L’Atalante : Underwater


Ses chats, sa chatte, un voyage, des visages…


On peut, certes, se désoler du triste sort réservé par les épiciers à ce film « unique », en effet, sens duel, monté, démonté, remonté à satiété depuis l’insuccès de sa sortie en 1934 ; on peut, aussi, non pas s’en réjouir mais y lire une sorte de cohérence, de raccord ironique entre le devenir de l’œuvre et celui de la vie : le vivant, surtout chez Jean Vigo, se valide via le mouvement, le changement, la somme de moments immanents, leur absurde, désordonné, enchaînement, alors laissons aux artistes, aux aveugles, aux paresseux, aux religieux, la nécessité d’une causalité, d’un rigoureux-rassurant tracé, d’une quelconque signification, souvent à la con. Le sens, assumons de ne pas/plus nous en soucier. Les sens, essayons de les préserver, de sonder leur intensité. Face au naufrage du misérable et risible « message », le cinéma, pratique par définition fantomatique, mécanique, nous ramène au monde, à sa matérialité, à son opacité, à sa corporalité. Le « fanatique » François Truffaut, on le sait, se sidérait de l’avis d’un critique outré trouvant, à juste titre, tant mieux, tant pis, que L’Atalante « sentait les pieds ». Rajoutons que Le Chaland qui passe, avatar mercantile, tripatouillage d’outrage, sent en sus le sexe, la sueur, la souffrance et la douceur. Outre relire L’Aurore (Friedrich Wilhelm Murnau, 1927) avec brio, car L’Atalante, allez, résumable en mélodrame marin sur fond de conscience sociale, le réalisateur sans peur parvient à chaque plan à justifier la discutable dénomination du « réalisme poétique », expression utilisée afin de qualifier une partie du ciné de ces années, embrumées, à quai, Carné acquiesce, Prévert opine.
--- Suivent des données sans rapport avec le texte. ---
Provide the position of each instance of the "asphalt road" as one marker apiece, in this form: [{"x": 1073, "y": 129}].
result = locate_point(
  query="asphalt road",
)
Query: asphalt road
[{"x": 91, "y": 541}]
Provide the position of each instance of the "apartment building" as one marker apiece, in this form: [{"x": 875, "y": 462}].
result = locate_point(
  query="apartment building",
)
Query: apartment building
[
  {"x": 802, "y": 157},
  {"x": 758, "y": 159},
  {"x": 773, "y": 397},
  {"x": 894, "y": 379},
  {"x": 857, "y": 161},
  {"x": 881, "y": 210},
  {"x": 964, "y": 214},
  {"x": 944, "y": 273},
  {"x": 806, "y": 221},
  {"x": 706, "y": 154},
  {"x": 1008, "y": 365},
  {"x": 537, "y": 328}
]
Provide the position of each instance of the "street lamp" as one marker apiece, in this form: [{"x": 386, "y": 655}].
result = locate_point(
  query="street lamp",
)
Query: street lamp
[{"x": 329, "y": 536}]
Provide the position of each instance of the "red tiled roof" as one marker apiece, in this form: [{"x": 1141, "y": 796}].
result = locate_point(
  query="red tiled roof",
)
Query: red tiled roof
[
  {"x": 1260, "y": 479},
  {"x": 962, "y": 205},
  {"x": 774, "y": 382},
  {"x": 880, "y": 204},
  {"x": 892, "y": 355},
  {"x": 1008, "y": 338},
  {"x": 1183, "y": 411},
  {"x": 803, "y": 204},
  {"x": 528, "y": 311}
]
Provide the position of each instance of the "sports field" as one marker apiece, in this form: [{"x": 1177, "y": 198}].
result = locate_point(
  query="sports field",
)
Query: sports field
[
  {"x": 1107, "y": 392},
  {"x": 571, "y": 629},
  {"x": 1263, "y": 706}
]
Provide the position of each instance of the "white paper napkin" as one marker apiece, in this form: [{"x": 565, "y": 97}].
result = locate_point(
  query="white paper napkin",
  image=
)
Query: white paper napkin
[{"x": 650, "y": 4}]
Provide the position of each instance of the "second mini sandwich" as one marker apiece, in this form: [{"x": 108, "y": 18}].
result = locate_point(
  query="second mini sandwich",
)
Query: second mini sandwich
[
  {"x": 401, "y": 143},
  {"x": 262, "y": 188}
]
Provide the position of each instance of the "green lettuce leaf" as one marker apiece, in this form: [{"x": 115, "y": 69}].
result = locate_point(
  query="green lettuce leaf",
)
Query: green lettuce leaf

Mais la poésie, les ami(e)s, insaisissable à la joliesse, irréductible au décoratif, frise ici le suicide en solo, se manifeste en onanisme en tandem.


Dans le drolatique, anecdotique, autarcique et nostalgique The Lighthouse (Robert Eggers, 2019), Robert Pattinson, servant dessalé, salut à Joseph Losey, fantasme au sujet d’une sirène guère sereine, tâte son téton, voudrait bien glisser la sienne, humaine, trop humaine, dans sa queue de poisson, au lieu de se palucher au-dessus de sa poupée dénichée, à moins, en mode homo, qu’il ne convoite le cul nul de son meilleur tourmenteur, le dénommé Willem Dafoe, familier de l’ambiguïté disons depuis les « samouraïs pédés » – je cite Starfix, pas de procès politiquement correct, please – de Police fédérale Los Angeles (William Friedkin, 1985). Dans L’Atalante, Jean Dasté plonge pour retrouver sa promise perdue, sa mariée lassée de mariner sur la maison mobile du marinier, évidemment tentée, détournée, par la vile ville, à quand ton retour, mon amour ? Il veut vérifier l’histoire, il veut la voir, la revoir, on le verrait bien avec des nageoires, Namor au risque de la mort, présage imprévisible de Patrick Duffy. Cependant l’Atlantide n’existe pas, seulement grâce à Pabst (1932) ou à la TV US des seventies, d’une enfance en France. Bien sûr, à l’occasion de la séquence, Vigo se souvient de La Natation par Jean Taris (1931), documentaire de commande à la forme géométrique, à l’homoérotisme candide, préparant de peu le terrain, ou le bain, aux ballets nautiques de Johnny Weissmuller dénudé, humidifié, en Tarzan rayonnant. Flanqué de Boris Kaufman, déjà co-auteur de À propos de Nice (1930), de Louis Chavance, monteur à ses heures, accessoirement signataire du scénario du Corbeau (Henri-Georges Clouzot, 1943), de Maurice Jaubert, compositeur majeur pareillement parti trop tôt, Vigo se jette à l’eau, nous entraîne vers son septième ciel sous-marin, où règne en gros plan éclatant, (é)mouvant, et en surimpression sourit, irradie, l’adorable Dita Parlo (Au Bonheur des Dames, Julien Duvivier, 1930  + La Grande Illusion, Jean Renoir, 1937).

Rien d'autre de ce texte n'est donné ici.